Our House System
Our six school Houses are:
- Town (est. 1961) - our blue House, represented by a castle, the symbol of strength
- Country (est. 1961) - our gold House, represented by a tree, the symbol of knowledge
- Newton (est. 1965) - our green House (previously New House), represented by a wyvern, a mythical dragon, the symbol of determination
- Clarke (est. 1976), - our red House (previously Shore House), represented by the leopard, the symbol of courage
- Ansett (est. 1990) - our purple House, represented by a coronet, the symbol of leadership
- Carr (est. 1994), our navy House (previously School House), represented by the scales of justice, the symbol of fairness.

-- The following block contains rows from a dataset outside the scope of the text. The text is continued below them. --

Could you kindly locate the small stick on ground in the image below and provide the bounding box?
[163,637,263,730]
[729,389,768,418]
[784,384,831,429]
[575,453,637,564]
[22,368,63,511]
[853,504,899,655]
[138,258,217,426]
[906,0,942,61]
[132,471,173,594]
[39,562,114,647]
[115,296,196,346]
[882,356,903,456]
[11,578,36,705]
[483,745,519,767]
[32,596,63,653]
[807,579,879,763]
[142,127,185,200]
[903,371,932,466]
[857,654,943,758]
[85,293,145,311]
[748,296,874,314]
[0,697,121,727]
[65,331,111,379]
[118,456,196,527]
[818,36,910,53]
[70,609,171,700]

At Peninsula Grammar, all six House symbols - character strengths - are nurtured in each student. Our school's House competition is a metaphor for life, as each student needs a combination of these six attributes to pursue their personal excellence.
The House system creates smaller communities where students form a connection and build a sense of belonging regardless of their year level.

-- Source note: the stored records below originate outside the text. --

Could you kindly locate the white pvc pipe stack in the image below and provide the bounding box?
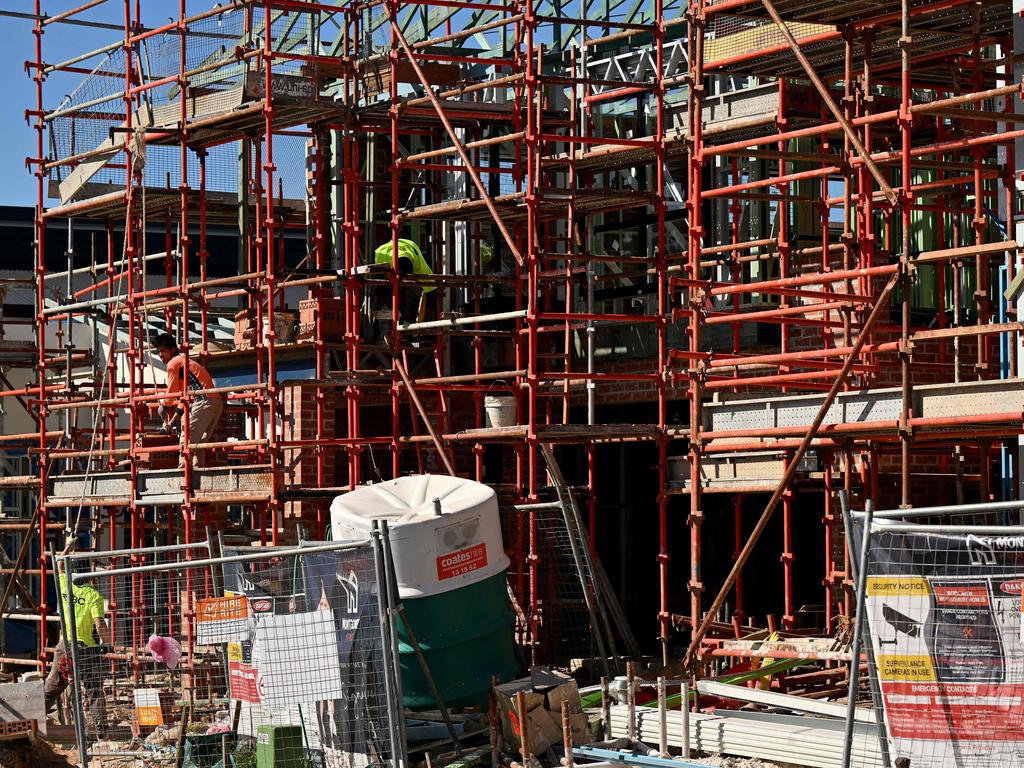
[609,706,883,768]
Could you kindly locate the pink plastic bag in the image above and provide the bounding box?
[148,635,181,670]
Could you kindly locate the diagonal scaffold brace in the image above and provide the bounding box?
[683,269,904,669]
[761,0,899,208]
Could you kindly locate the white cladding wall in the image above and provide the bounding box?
[331,475,509,599]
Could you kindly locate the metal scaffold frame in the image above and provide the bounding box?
[3,0,1024,692]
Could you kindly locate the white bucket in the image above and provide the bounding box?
[483,394,516,427]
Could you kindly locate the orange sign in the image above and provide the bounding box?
[437,542,487,581]
[135,707,164,727]
[196,595,249,623]
[133,688,164,728]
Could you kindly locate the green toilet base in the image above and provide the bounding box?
[397,572,519,710]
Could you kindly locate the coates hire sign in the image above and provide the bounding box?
[866,531,1024,768]
[246,72,316,99]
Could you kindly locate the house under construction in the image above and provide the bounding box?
[0,0,1024,765]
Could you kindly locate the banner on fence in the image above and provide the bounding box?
[865,527,1024,768]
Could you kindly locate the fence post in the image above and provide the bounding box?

At Peninsula Grammar the success of our House system is due to the extensive opportunities provided to students to interact in their House communities, to support each other and to work towards common goals. Our House activities include competitions in sports, music performance, debating, art, chess and many more.
House Foundation History
In 1961 Foundation students were divided into two Houses; students from in and around Frankston went into Town House and students from further afield went into Country House.
In 1964 all new students were allocated to New House which was renamed Newton House in 1965 in memory of Founder and first President of the School Board, Mr John Newton.
Shore House was created in 1968 and renamed Clarke House in 1976 in honour of the Foundation Headmaster, Rev Dudley Clarke.
School House and Ansett House were added in 1990 in a bid to reduce the size of the Houses and to allow greater participation in the inter-House activities. Ansett House was named after Sir Reginald Ansett who served on the School Finance Committee when the School opened and was Chairman of the Board of Governors from 1965 to 1974.
School House was renamed Carr House in 1994 in honour of Jim Carr, one of the original five Founders of the School and Chairman of the Board of Governors from 1987 to 1990.
In 2006 each House was assigned a motif and symbol to best represent their ethos, based on consultation with our students.